Role of gabapentin in preventing fentanyl- and morphine-withdrawal-induced hyperalgesia in rats.

机构信息

Department of Anesthesiology, Anhui Medical University Affiliated Auhui Provincial Hospital, 230001 Hefei, People's Republic of China.

出版信息

J Anesth. 2012 Apr;26(2):236-41. doi: 10.1007/s00540-011-1272-7. Epub 2011 Nov 3.

Abstract

PURPOSE

This study was undertaken to examine the effect of gabapentin for preventing hyperalgesia induced by morphine and fentanyl withdrawal in rats.

METHODS

To induce hyperalgesia, Sprague Dawley (SD) rats were subcutaneously injected with fentanyl four times at 15-min intervals (60 μg/kg per injection), resulting in total dose of 240 μg/kg over 1 h, and morphine 10 mg/kg twice daily for 7 days. The effect of gabapentin was detected with behavioral tail-flick and paw-withdrawal tests.

RESULTS

Drug termination produced significant decrease in antinociception thresholds (P < 0.05 vs. saline group), indicating that the rats became sensitive to thermal stimuli.
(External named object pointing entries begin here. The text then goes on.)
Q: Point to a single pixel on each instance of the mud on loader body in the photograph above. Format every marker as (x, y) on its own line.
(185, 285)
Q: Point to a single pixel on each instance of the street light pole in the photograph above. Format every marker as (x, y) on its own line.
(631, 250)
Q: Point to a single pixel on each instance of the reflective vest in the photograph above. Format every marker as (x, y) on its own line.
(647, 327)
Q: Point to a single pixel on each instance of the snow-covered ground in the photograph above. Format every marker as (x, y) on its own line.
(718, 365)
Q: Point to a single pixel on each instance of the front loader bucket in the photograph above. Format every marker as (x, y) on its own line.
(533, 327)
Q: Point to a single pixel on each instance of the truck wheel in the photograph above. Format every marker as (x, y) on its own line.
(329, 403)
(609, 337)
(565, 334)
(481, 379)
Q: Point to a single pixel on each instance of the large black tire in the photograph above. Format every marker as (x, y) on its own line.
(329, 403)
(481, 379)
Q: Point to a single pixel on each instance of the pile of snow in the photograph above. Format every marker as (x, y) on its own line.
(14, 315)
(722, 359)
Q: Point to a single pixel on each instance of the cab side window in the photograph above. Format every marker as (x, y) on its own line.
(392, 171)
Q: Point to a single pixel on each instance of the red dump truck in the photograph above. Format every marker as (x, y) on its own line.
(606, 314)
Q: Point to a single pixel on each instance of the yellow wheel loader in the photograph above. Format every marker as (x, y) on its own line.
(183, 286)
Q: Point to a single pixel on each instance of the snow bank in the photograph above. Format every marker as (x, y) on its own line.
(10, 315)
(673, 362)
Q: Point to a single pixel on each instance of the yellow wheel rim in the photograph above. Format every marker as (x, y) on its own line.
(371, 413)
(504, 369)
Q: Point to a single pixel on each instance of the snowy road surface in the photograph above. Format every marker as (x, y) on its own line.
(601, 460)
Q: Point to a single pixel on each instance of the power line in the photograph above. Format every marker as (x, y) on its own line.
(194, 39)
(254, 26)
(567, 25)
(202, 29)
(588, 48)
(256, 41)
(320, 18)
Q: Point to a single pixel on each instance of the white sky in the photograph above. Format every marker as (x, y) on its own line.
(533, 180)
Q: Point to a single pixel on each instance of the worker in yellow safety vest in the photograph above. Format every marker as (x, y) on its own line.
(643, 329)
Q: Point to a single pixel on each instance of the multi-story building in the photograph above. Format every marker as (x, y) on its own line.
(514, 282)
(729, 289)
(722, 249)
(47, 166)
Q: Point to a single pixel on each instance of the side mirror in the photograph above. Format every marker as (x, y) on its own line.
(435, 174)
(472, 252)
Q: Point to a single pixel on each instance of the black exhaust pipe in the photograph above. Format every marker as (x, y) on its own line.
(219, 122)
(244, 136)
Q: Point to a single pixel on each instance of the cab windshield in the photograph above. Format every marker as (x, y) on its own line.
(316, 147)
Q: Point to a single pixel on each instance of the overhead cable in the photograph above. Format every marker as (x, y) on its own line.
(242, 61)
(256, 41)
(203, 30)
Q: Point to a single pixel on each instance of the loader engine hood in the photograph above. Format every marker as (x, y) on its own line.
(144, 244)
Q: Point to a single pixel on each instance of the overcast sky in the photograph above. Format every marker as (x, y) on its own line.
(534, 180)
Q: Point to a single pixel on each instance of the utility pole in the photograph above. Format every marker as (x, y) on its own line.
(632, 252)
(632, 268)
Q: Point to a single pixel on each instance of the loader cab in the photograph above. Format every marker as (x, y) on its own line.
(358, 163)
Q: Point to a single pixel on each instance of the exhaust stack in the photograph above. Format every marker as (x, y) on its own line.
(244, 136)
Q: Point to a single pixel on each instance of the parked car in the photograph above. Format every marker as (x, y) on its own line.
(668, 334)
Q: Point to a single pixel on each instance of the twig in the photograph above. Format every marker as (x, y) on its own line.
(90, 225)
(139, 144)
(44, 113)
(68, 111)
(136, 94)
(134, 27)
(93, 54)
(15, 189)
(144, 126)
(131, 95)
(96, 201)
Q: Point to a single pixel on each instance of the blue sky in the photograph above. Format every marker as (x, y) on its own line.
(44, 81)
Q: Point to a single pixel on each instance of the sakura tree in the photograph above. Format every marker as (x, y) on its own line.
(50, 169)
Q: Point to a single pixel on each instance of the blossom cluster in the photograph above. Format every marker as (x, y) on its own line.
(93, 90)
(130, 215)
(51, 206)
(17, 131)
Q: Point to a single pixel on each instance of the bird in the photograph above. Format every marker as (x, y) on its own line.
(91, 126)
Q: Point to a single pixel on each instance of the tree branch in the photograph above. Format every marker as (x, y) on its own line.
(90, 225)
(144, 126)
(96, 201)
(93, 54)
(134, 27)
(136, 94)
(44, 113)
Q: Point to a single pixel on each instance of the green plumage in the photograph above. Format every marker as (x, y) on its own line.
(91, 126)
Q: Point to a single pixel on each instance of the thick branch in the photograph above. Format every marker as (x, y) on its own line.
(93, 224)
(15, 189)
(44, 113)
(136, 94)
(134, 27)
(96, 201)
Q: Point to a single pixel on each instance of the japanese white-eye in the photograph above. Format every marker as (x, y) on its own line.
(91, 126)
In rats that received combined treatment with fentanyl/morphine and gabapentin (25/50 mg/kg), results demonstrated that there were no significant decreases in antinociception thresholds (vs. saline group) after opioid withdrawal. Gabapentin (50 mg/kg) could also prevent morphine tolerance. The 50% effective dose (ED50) value was 12.5 mg/kg in tail-flick and 13.6 mg/kg in paw-withdrawal tests.

CONCLUSIONS

The study showed that gabapentin can significantly prevented opioid-induced hyperalgesia (OIH) induced caused by fentanyl and morphine, suggesting a role for the addition of gabapentin in the perioperative period and during chronic pain treatment as an effective drug to prevent OIH.

摘要

目的

本研究旨在探讨加巴喷丁预防吗啡和芬太尼戒断引起的大鼠痛觉过敏的效果。

方法

为了诱导痛觉过敏,SD 大鼠每隔 15 分钟皮下注射芬太尼四次(每次 60μg/kg),1 小时内总剂量为 240μg/kg,同时每天两次给予吗啡 10mg/kg,共 7 天。通过行为尾 flick 和爪 withdrawal 试验检测加巴喷丁的效果。

结果

药物终止后,镇痛阈值明显降低(与生理盐水组相比,P<0.05),表明大鼠对热刺激变得敏感。在接受芬太尼/吗啡和加巴喷丁(25/50mg/kg)联合治疗的大鼠中,结果表明,在阿片类药物戒断后,镇痛阈值没有明显降低(与生理盐水组相比)。加巴喷丁(50mg/kg)还可以预防吗啡耐受。在尾 flick 和爪 withdrawal 试验中,50%有效剂量(ED50)值分别为 12.5mg/kg 和 13.6mg/kg。

结论

该研究表明,加巴喷丁可显著预防芬太尼和吗啡引起的阿片类药物诱导的痛觉过敏(OIH),表明在围手术期和慢性疼痛治疗期间,加巴喷丁作为一种预防 OIH 的有效药物具有重要作用。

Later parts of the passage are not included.